NOMA has one hundred sculptures displayed outdoors, soon to be one hundred and one, mostly sited within the Sidney and Walda Besthoff Sculpture Garden which surrounds the museum on its north and west sides. Some of these sculptures were previously installed for decades outside the headquarters of K&B Incorporated, the result of passionate collecting by the Besthoffs during Sidney’s years as CEO of that company. In 1998, the Besthoffs began aggressively donating works to NOMA for a planned 5 acre garden, which opened in 2003 with fifty sculptures. Steady donations continuing after the opening, mostly from the Besthoffs, were capped in 2019 with an expansion of the garden footprint by 6.5 acres and the addition of 27 further sculptures. Together, the two halves of the garden today have become a city institution in their own right: a magnet for out-of-town visitors, and a much-loved hangout and exercise location for residents.
Outdoor sculpture requires constant attention even in the most benign of climates, which New Orleans certainly is not. There are a number of serious challenges to preservation.

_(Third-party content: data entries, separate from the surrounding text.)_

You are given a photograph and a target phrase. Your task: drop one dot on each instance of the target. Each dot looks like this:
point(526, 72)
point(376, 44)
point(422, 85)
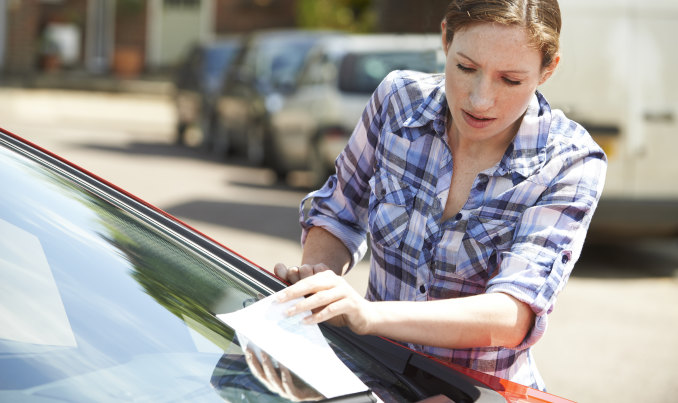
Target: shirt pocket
point(391, 202)
point(481, 247)
point(493, 233)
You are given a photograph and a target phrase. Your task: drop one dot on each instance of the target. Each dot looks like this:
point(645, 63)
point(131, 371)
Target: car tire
point(180, 134)
point(255, 145)
point(221, 144)
point(316, 165)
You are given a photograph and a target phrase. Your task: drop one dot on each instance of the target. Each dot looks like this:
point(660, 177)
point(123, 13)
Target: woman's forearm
point(323, 247)
point(484, 320)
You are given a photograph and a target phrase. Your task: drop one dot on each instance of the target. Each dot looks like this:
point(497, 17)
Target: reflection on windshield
point(134, 304)
point(29, 313)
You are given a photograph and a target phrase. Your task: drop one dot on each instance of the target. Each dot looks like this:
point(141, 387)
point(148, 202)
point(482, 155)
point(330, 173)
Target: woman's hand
point(293, 274)
point(330, 299)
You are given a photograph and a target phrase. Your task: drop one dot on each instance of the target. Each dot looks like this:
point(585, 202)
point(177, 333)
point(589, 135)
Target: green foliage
point(347, 15)
point(130, 7)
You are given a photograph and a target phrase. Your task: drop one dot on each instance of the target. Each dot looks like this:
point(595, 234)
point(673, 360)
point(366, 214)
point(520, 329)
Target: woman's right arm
point(322, 251)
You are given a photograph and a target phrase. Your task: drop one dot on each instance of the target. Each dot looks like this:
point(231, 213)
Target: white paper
point(300, 347)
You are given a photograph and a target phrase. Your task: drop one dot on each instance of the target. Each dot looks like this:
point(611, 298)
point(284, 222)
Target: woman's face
point(491, 74)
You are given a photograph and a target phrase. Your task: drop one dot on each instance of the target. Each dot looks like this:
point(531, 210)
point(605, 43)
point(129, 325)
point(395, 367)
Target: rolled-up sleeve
point(549, 236)
point(340, 206)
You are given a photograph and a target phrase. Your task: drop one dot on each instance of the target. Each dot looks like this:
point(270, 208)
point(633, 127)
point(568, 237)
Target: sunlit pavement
point(613, 336)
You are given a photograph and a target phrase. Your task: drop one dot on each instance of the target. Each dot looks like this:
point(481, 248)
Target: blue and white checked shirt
point(520, 231)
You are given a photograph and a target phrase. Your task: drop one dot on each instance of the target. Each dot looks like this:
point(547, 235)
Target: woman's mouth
point(475, 121)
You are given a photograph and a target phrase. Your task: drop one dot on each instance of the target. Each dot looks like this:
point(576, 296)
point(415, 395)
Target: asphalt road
point(613, 336)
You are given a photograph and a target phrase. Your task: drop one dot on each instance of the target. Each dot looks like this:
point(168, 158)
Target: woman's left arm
point(493, 319)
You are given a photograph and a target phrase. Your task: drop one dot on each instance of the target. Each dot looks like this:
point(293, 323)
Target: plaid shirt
point(520, 231)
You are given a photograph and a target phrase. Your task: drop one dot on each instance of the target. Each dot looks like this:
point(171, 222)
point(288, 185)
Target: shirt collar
point(527, 153)
point(433, 108)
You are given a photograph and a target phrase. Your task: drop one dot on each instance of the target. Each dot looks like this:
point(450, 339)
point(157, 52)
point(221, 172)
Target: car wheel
point(207, 128)
point(255, 151)
point(180, 138)
point(316, 165)
point(222, 139)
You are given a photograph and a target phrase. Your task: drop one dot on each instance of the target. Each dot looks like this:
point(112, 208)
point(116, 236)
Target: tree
point(345, 15)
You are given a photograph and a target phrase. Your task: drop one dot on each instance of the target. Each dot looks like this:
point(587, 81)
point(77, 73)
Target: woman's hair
point(541, 18)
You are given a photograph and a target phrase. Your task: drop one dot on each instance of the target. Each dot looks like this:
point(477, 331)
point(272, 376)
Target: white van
point(618, 77)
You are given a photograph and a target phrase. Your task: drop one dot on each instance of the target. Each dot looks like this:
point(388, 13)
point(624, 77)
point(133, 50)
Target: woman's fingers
point(293, 274)
point(310, 285)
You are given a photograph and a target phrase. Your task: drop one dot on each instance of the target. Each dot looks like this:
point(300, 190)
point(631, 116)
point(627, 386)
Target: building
point(124, 37)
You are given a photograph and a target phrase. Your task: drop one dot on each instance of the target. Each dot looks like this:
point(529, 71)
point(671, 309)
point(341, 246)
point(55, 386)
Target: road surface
point(613, 336)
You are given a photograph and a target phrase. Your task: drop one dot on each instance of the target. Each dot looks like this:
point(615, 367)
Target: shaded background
point(103, 99)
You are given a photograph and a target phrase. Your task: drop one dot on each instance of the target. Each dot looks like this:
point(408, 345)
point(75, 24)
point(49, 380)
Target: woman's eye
point(511, 82)
point(465, 69)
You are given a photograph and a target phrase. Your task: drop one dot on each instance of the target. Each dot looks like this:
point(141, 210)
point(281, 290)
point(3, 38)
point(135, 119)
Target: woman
point(477, 197)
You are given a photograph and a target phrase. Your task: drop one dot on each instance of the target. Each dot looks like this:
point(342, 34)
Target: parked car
point(340, 74)
point(104, 297)
point(198, 82)
point(267, 72)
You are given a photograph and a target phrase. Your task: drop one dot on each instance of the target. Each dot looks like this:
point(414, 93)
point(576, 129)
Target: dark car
point(198, 82)
point(106, 298)
point(266, 73)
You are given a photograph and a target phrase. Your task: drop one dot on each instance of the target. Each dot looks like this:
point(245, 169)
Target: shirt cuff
point(355, 243)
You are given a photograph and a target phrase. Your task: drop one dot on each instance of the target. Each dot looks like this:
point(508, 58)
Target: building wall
point(234, 16)
point(21, 45)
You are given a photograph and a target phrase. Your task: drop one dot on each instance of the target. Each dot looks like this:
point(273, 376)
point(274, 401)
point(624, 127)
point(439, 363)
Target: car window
point(217, 60)
point(280, 60)
point(362, 73)
point(107, 301)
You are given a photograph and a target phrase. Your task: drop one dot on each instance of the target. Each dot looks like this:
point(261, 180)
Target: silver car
point(313, 125)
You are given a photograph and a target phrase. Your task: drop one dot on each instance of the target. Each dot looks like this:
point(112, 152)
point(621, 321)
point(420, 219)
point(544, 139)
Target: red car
point(106, 298)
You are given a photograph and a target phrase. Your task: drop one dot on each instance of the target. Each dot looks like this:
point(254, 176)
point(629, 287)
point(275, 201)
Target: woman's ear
point(548, 70)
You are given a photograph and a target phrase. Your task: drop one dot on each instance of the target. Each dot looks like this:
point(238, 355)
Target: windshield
point(100, 301)
point(362, 73)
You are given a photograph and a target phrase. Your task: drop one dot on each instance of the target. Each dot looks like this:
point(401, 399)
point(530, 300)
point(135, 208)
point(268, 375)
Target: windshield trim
point(239, 266)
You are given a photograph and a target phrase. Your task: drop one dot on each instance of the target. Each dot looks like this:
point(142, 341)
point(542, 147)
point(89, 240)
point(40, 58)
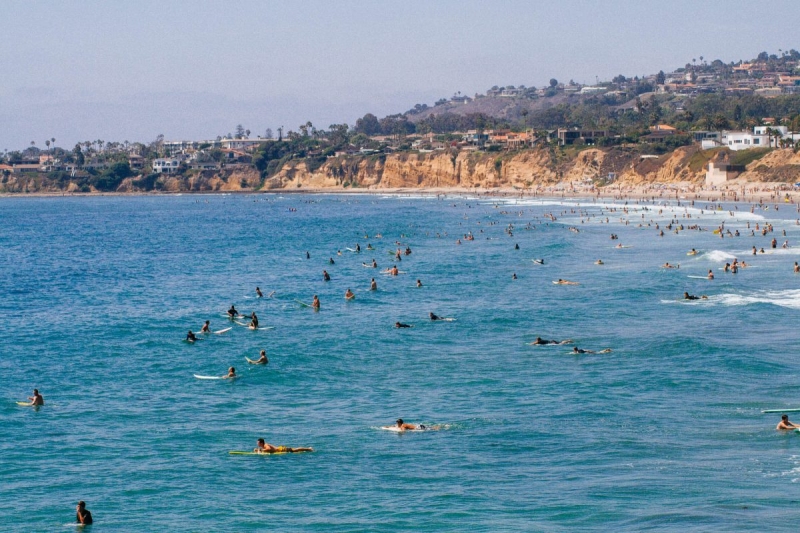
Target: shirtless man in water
point(264, 447)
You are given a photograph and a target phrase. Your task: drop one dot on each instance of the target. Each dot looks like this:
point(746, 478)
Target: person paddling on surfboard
point(264, 447)
point(261, 360)
point(402, 426)
point(36, 399)
point(83, 515)
point(785, 424)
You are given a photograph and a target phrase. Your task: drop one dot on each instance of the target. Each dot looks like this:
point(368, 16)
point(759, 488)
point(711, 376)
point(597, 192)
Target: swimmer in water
point(784, 424)
point(539, 341)
point(579, 350)
point(264, 447)
point(262, 360)
point(687, 296)
point(36, 399)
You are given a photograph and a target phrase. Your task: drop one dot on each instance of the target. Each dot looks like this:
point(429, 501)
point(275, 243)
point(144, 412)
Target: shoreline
point(753, 192)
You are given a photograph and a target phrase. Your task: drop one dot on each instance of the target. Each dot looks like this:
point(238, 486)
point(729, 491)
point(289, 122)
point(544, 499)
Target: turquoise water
point(664, 433)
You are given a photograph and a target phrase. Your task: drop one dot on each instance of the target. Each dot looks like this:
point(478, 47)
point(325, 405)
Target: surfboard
point(235, 452)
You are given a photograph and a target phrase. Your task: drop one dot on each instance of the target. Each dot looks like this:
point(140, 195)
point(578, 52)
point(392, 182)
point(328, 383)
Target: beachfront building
point(166, 165)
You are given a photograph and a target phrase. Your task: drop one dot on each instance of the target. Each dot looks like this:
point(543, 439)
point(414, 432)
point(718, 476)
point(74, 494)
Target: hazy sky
point(195, 69)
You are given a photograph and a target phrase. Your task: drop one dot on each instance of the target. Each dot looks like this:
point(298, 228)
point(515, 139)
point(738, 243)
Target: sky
point(193, 70)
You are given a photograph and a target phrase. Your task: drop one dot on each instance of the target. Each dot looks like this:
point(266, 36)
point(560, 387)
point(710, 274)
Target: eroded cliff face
point(540, 167)
point(525, 169)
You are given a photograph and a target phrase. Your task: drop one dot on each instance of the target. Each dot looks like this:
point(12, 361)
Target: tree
point(368, 125)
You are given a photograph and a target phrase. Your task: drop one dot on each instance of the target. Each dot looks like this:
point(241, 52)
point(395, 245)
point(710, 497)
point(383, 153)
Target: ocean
point(663, 433)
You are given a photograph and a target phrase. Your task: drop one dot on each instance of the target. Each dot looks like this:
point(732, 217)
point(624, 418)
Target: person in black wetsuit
point(83, 515)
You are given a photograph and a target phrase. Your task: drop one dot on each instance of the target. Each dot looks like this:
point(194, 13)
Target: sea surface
point(665, 433)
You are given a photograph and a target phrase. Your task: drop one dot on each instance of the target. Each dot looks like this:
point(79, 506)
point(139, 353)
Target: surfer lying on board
point(36, 399)
point(261, 360)
point(785, 424)
point(687, 296)
point(579, 350)
point(264, 447)
point(541, 341)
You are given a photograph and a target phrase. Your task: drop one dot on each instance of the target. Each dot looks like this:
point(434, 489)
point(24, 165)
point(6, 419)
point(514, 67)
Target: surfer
point(36, 399)
point(541, 341)
point(402, 426)
point(687, 296)
point(580, 350)
point(262, 360)
point(83, 515)
point(785, 424)
point(264, 447)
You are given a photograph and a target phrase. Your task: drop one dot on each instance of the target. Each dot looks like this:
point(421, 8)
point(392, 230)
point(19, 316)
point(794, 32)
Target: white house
point(166, 165)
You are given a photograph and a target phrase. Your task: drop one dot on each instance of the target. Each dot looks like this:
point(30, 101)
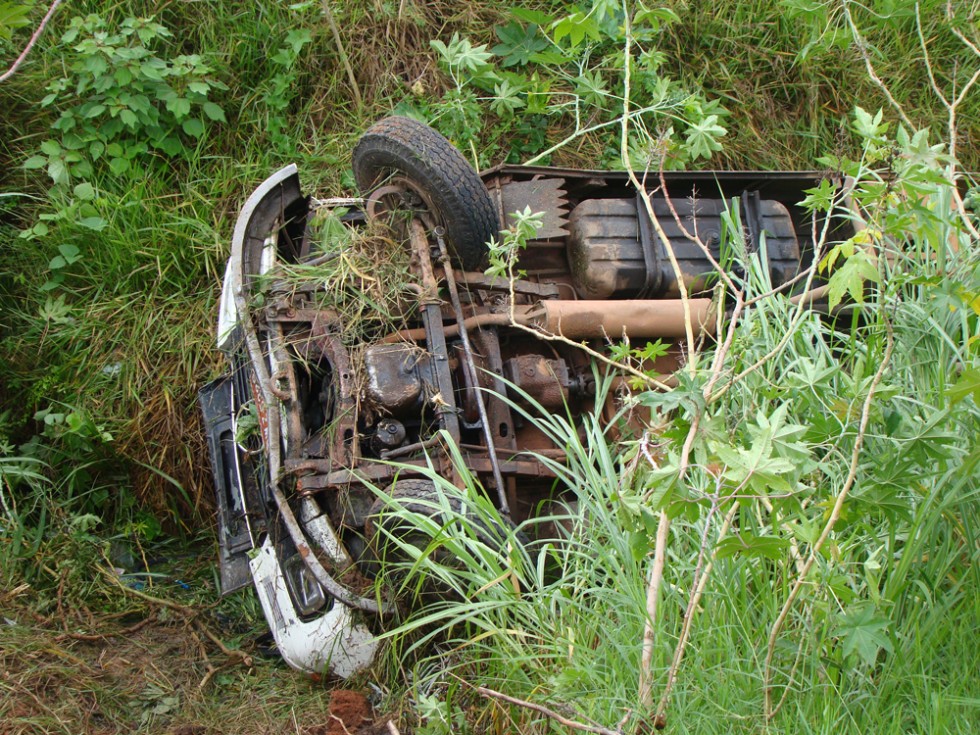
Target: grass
point(124, 341)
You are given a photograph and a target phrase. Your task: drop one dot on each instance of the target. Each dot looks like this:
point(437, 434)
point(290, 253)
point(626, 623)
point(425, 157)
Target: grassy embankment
point(106, 309)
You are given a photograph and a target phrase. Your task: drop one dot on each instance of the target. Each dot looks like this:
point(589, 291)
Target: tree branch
point(30, 44)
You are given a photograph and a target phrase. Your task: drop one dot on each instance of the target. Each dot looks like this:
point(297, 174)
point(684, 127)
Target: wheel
point(399, 147)
point(422, 497)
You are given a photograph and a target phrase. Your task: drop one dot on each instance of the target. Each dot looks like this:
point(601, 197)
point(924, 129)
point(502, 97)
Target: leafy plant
point(119, 101)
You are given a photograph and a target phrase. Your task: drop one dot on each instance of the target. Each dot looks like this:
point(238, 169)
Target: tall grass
point(821, 556)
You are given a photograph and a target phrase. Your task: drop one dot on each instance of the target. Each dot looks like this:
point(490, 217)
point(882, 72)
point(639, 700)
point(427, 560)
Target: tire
point(402, 146)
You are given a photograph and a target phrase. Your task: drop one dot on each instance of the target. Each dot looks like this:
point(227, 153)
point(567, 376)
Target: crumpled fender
point(333, 643)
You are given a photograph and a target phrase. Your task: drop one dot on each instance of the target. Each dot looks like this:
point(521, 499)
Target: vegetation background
point(133, 132)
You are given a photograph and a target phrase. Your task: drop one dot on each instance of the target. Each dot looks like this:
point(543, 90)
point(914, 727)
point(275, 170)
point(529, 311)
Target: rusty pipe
point(591, 319)
point(611, 319)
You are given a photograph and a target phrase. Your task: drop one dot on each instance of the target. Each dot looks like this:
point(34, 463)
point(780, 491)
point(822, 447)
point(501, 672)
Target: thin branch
point(701, 580)
point(863, 48)
point(332, 22)
point(653, 595)
point(831, 521)
point(951, 16)
point(549, 713)
point(30, 44)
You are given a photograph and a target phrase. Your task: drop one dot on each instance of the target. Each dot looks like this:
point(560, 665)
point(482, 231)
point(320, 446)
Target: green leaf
point(13, 15)
point(298, 38)
point(968, 383)
point(576, 27)
point(532, 16)
point(747, 544)
point(863, 632)
point(118, 165)
point(702, 137)
point(820, 198)
point(58, 171)
point(518, 44)
point(461, 54)
point(213, 111)
point(92, 223)
point(85, 191)
point(851, 277)
point(70, 252)
point(506, 100)
point(193, 127)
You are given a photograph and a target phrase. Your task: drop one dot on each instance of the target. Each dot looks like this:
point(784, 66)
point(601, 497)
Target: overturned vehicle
point(310, 420)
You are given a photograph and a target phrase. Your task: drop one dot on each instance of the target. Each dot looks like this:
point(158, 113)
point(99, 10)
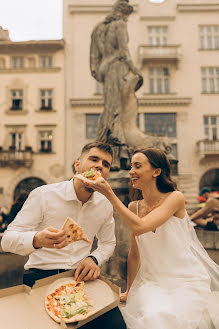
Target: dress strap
point(137, 207)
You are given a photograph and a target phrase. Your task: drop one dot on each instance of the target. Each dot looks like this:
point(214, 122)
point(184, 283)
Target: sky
point(32, 19)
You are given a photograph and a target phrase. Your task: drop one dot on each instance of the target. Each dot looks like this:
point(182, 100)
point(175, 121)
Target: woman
point(170, 276)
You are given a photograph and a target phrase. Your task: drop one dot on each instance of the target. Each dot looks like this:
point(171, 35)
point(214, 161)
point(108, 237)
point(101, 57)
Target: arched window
point(210, 179)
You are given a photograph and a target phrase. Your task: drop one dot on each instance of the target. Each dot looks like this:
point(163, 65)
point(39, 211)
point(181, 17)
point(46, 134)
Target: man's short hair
point(100, 145)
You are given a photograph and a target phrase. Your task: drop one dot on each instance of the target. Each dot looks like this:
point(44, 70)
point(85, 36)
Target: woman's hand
point(102, 187)
point(123, 297)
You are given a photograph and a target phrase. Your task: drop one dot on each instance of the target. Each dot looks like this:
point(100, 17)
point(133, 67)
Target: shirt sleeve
point(106, 239)
point(18, 238)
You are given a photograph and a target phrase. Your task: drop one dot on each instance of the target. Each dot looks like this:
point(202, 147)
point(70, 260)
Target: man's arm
point(88, 269)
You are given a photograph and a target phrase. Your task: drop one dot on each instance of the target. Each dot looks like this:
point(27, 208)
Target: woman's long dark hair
point(164, 182)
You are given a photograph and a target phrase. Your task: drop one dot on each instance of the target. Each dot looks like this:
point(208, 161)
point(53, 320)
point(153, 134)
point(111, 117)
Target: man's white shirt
point(49, 206)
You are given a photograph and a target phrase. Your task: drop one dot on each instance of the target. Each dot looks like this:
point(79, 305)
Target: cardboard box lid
point(23, 308)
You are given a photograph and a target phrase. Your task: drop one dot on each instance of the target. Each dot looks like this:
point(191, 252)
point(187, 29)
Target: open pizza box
point(22, 307)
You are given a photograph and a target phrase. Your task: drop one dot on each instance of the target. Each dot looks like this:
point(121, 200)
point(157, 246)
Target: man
point(208, 216)
point(36, 230)
point(111, 64)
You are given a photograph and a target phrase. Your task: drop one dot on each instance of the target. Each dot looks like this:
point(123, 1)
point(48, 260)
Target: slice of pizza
point(74, 231)
point(90, 175)
point(68, 301)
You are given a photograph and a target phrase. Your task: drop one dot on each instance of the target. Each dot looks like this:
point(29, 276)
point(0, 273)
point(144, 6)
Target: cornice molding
point(145, 101)
point(93, 8)
point(31, 70)
point(197, 7)
point(44, 125)
point(31, 46)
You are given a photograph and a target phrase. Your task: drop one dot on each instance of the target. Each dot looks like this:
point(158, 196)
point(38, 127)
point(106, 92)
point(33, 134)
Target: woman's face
point(141, 172)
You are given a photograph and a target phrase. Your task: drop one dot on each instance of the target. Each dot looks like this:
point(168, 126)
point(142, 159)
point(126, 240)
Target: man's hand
point(50, 238)
point(87, 270)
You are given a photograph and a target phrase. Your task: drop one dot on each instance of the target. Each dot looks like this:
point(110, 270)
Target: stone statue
point(111, 65)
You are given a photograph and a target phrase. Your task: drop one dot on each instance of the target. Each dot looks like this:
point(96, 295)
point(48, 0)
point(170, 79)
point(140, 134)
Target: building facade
point(32, 115)
point(175, 44)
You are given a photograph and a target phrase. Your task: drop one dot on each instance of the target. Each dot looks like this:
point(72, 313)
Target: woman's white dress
point(174, 283)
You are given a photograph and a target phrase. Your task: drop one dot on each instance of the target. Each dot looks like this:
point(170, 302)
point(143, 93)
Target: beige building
point(32, 114)
point(175, 44)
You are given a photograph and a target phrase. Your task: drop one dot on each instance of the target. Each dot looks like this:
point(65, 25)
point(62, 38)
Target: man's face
point(94, 159)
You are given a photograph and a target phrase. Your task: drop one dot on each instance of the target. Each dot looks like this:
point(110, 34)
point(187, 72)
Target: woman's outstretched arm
point(133, 260)
point(174, 202)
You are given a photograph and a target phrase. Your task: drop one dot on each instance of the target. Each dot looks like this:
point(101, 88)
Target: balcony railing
point(158, 54)
point(16, 159)
point(208, 147)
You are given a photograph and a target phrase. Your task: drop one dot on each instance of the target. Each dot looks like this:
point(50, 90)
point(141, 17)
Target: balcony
point(208, 147)
point(170, 54)
point(16, 159)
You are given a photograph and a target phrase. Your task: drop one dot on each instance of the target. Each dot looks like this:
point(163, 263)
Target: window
point(17, 62)
point(45, 139)
point(16, 141)
point(45, 61)
point(209, 36)
point(46, 99)
point(99, 88)
point(17, 100)
point(210, 80)
point(211, 127)
point(91, 125)
point(157, 35)
point(161, 124)
point(159, 80)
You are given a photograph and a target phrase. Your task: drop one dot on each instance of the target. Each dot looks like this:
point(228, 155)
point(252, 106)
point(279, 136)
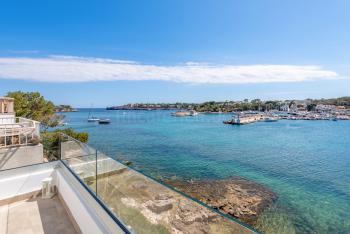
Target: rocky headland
point(237, 197)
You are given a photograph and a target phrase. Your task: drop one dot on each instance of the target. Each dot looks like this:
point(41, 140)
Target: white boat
point(271, 119)
point(104, 121)
point(93, 119)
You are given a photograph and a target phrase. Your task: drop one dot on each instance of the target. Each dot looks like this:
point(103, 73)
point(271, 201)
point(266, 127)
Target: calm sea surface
point(307, 163)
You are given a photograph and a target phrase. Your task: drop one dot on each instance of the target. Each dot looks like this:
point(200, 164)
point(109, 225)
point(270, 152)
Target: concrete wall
point(88, 214)
point(20, 156)
point(24, 180)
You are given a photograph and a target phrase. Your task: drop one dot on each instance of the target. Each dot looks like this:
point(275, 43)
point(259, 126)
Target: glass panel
point(141, 203)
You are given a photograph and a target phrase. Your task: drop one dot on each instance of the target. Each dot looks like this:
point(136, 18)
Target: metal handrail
point(14, 128)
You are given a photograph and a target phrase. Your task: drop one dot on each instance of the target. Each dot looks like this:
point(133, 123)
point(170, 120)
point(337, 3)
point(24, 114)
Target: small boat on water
point(93, 119)
point(270, 119)
point(104, 121)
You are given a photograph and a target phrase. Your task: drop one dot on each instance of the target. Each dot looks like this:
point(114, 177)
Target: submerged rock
point(237, 197)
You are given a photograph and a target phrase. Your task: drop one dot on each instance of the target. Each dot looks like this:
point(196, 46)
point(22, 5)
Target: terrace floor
point(35, 215)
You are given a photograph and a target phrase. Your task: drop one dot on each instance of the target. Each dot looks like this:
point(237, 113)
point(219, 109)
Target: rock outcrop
point(237, 197)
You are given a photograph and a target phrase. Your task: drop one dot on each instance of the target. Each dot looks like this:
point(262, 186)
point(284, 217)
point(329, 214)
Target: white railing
point(16, 131)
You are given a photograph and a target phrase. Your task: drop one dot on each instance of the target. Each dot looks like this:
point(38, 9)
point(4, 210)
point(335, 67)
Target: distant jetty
point(184, 113)
point(65, 108)
point(236, 197)
point(137, 107)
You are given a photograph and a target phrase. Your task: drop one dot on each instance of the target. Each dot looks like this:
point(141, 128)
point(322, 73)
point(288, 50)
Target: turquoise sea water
point(307, 163)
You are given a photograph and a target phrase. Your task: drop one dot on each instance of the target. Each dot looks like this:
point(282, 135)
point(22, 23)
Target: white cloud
point(82, 69)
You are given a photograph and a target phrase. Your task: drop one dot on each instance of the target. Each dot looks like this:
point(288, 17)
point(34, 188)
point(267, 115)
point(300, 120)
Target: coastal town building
point(325, 108)
point(85, 191)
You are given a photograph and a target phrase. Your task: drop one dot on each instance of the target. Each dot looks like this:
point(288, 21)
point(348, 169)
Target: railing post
point(59, 147)
point(96, 172)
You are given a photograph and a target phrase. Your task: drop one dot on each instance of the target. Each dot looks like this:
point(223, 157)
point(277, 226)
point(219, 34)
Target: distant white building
point(325, 108)
point(285, 108)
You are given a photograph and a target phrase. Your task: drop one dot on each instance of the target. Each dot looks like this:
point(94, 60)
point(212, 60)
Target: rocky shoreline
point(235, 196)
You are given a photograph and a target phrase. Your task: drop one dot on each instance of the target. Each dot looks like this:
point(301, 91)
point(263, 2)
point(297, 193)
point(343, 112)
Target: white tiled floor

Though only one sculpture suffered major damage from Hurricane Katrina in 2005, hurricanes are a constant concern, particularly for the three kinetic works. We often find paints have a shorter lifespan than the manufacturer suggests, likely due to the heat and humidity. The garden ponds and embankments teem with birds, nutria, and other animals which seem to delight in leaving droppings on all the sculptures. Visitors frequently climb on the sculptures, despite signage and staff presence. With only a few days per year of help from NOMA’s small and busy team of preparators, just keeping the sculptures clean is a challenge. A project management app helps with communication and documentation of group work days, streamlining a necessarily diffuse process and preventing confusion about which sculpture gets which treatment practices.
Beyond simple cleaning and waxing, many sculptures are overdue for major treatment. I began to study the treatment histories, paint systems, patinas, and artists’ preferences as soon as I arrived, but much is left to discover. In some cases, these issues are thorny, such as the Arnaldo Pomodoro, for which executing the artist’s current preferences would result in a substantial change from the sculpture’s original 1971 appearance. Several sculptures, in my opinion, were unsuitable for permanent outdoor display due to materials or design, and conversations are ongoing about which of these, if any, might be possible to relocate indoors. Preservation choices must be made in balance with the artists’ visions for their works, the needs of visitors, and the integrity of the garden as a total work of art in its own right.